Abstract Human REV7 (also known as MAD2L2 and MAD2B) is involved in DNA repair, cell cycle regulation, gene transcription and carcinogenesis, and is a key protein in translesion DNA synthesis. Here, we present our study to evaluate the significance of REV7 expression in human malignancy and its possibility to be a molecular target for cancer therapy. REV7 expression was assessed in epithelial ovarian cancer (EOC) and diffuse large B-cell lymphoma (DLBCL) by immunohistochemical staining. REV7 expression was detected in the majority of EOCs (92.0%) with especially high levels of expression frequently observed in ovarian clear cell carcinomas (CCCs) (73.5%) compared with that of non-CCCs (53.4%). Enhanced immunoreactivity to REV7 was associated with poor prognosis represented by reduced progression-free survival in advanced stage (stages II to IV) EOC. REV7 expression was also assessed in DLBCL, the most common type of non-Hodgkin lymphoma, in which high REV7 expression was associated with significantly shorter overall survival and progression-free survival.
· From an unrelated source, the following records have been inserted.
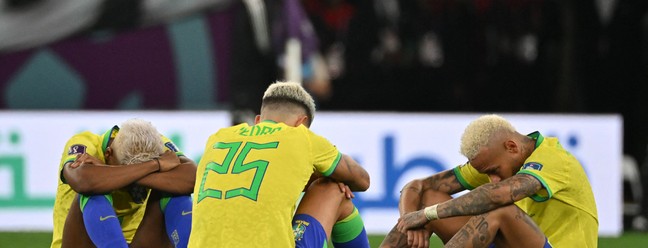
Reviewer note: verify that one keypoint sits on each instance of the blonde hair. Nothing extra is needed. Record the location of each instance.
(480, 131)
(137, 141)
(290, 92)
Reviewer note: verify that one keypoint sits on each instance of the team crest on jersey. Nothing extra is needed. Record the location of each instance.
(532, 166)
(171, 146)
(299, 227)
(76, 149)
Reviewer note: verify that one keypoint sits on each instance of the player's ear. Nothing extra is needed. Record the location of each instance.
(511, 146)
(107, 153)
(303, 120)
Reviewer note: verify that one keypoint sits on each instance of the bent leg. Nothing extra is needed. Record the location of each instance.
(443, 228)
(74, 232)
(151, 231)
(506, 227)
(101, 222)
(337, 215)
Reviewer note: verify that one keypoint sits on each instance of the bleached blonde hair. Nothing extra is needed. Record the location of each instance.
(137, 141)
(290, 92)
(480, 131)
The effects of REV7 knockdown on cell proliferation and chemosensitivity in CCC cells were also analyzed in vitro and in vivo. REV7 knockdown in CCC cells decreased cell proliferation without affecting cell cycle distribution. Additionally, the number of apoptotic cells and DNA damaged cells were increased after cisplatin treatment. In a nude mouse tumor xenograft model, inoculated REV7-knockdown tumors showed significantly reduced tumor volumes after cisplatin treatment compared with those of the control group. These findings indicate that high REV7 expression is associated with poor prognosis in EOC and DLBCL, and depletion of REV7 enhances sensitivity to cisplatin treatment in CCC, suggesting that REV7 is a candidate for molecular target in human malignancy. Citation Format: Yoshiki Murakumo, Kaoru Niimi, Sosei Okina. REV7 is a possible prognostic predictor and a potential therapeutic target in human malignancy [abstract]. In: Proceedings of the AACR Special Conference on DNA Repair: Tumor Development and Therapeutic Response; 2016 Nov 2-5; Montreal, QC, Canada. Philadelphia (PA): AACR; Mol Cancer Res 2017;15(4_Suppl):Abstract nr B41.